With k ≤ 8, the worst-case number of permutations is only 40320. Combined with tiny string sizes, the total work easily fits within the time limit.

Test Cases

# helper: run solution on input string, return output string
import sys
import io
from itertools import permutations

def solve():
    input = sys.stdin.readline

    n, k = map(int, input().split())
    nums = [input().strip() for _ in range(n)]

    ans = float('inf')

    for perm in permutations(range(k)):
        mn = float('inf')
        mx = -1

        for s in nums:
            val = int(''.join(s[i] for i in perm))

            mn = min(mn, val)
            mx = max(mx, val)

        ans = min(ans, mx - mn)

    print(ans)

def run(inp: str) -> str:
    sys.stdin = io.StringIO(inp)

    out = io.StringIO()
    backup = sys.stdout
    sys.stdout = out

    solve()

    sys.stdout = backup
    return out.getvalue().strip()

# provided sample
assert run(
"""6 4
5237
2753
7523
5723
5327
2537
"""
) == "2700", "sample 1"

# minimum-size input
assert run(
"""1 1
7
"""
) == "0", "single number always gives difference 0"

# all values equal
assert run(
"""3 2
12
12
12
"""
) == "0", "all transformed values remain equal"

# leading zero handling
assert run(
"""2 3
001
100
"""
) == "99", "leading zeroes must convert correctly"

# boundary case with k = 8
assert run(
"""2 8
12345678
87654321
"""
) == "75308643", "largest allowed digit count"
Test input Expected output What it validates
1 1 / 7 0 Smallest possible input
Three identical numbers 0 Correct handling when all values match
Numbers with leading zeroes 99 Proper integer conversion after rearrangement
k = 8 case 75308643 Maximum permutation size works correctly

Edge Cases

Consider the leading-zero scenario:

2 3
001
100

Suppose we use permutation (2, 1, 0).

Original Rearranged Integer
001 100 100
100 001 1

The difference becomes:

100 - 1 = 99

The algorithm handles this correctly because it converts rearranged strings with int(...). A lexicographic comparison would incorrectly treat "001" differently.

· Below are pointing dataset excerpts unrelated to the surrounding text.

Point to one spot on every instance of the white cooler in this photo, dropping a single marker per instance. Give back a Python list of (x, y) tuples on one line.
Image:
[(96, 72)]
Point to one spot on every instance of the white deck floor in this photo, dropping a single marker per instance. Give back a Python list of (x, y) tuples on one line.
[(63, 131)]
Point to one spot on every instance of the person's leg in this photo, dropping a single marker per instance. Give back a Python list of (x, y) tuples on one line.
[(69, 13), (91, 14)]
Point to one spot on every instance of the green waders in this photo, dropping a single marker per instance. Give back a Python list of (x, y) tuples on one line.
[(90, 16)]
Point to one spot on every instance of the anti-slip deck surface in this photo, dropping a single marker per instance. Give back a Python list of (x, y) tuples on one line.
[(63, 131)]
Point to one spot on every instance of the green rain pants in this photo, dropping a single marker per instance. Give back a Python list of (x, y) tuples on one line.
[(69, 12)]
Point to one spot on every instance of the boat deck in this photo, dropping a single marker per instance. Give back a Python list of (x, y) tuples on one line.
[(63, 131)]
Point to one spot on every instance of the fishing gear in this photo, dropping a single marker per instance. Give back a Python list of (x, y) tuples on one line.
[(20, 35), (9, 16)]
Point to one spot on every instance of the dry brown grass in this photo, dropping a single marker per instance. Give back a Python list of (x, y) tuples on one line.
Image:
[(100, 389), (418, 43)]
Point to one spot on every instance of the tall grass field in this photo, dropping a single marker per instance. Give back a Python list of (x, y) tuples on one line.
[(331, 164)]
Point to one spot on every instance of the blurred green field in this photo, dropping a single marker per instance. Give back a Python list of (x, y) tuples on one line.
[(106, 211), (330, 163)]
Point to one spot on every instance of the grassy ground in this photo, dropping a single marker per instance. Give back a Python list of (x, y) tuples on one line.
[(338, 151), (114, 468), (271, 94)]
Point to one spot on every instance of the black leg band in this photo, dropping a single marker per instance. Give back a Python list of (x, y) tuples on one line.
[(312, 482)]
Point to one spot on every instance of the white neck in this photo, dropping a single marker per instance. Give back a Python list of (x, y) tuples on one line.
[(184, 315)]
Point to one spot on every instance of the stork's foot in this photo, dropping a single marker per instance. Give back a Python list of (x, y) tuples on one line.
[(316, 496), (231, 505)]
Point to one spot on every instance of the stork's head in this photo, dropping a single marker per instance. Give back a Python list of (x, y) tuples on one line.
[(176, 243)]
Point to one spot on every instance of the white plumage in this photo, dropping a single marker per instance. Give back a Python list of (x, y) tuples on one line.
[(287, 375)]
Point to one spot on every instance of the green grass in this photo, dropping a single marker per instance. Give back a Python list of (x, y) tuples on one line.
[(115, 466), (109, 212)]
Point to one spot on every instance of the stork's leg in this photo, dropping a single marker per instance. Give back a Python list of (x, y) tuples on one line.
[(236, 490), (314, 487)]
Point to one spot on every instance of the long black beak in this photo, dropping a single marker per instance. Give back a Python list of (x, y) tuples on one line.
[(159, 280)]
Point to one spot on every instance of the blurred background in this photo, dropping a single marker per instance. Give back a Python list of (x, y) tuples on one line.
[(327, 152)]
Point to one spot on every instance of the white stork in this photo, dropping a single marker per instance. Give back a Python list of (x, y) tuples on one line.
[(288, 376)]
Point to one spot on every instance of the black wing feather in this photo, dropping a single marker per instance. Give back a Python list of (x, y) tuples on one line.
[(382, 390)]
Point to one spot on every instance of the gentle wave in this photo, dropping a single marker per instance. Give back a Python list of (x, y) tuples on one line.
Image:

Now consider identical numbers:

3 2
12
12
12

Every permutation produces identical transformed values:

12, 12, 12
21, 21, 21

For every permutation:

max - min = 0

The algorithm correctly keeps the global minimum at 0.

Finally, consider the smallest input size:

1 1
7

There is only one permutation and only one number.

Value Minimum Maximum Difference
7 7 7 0

Since the minimum and maximum are always equal, the algorithm outputs 0 exactly as required.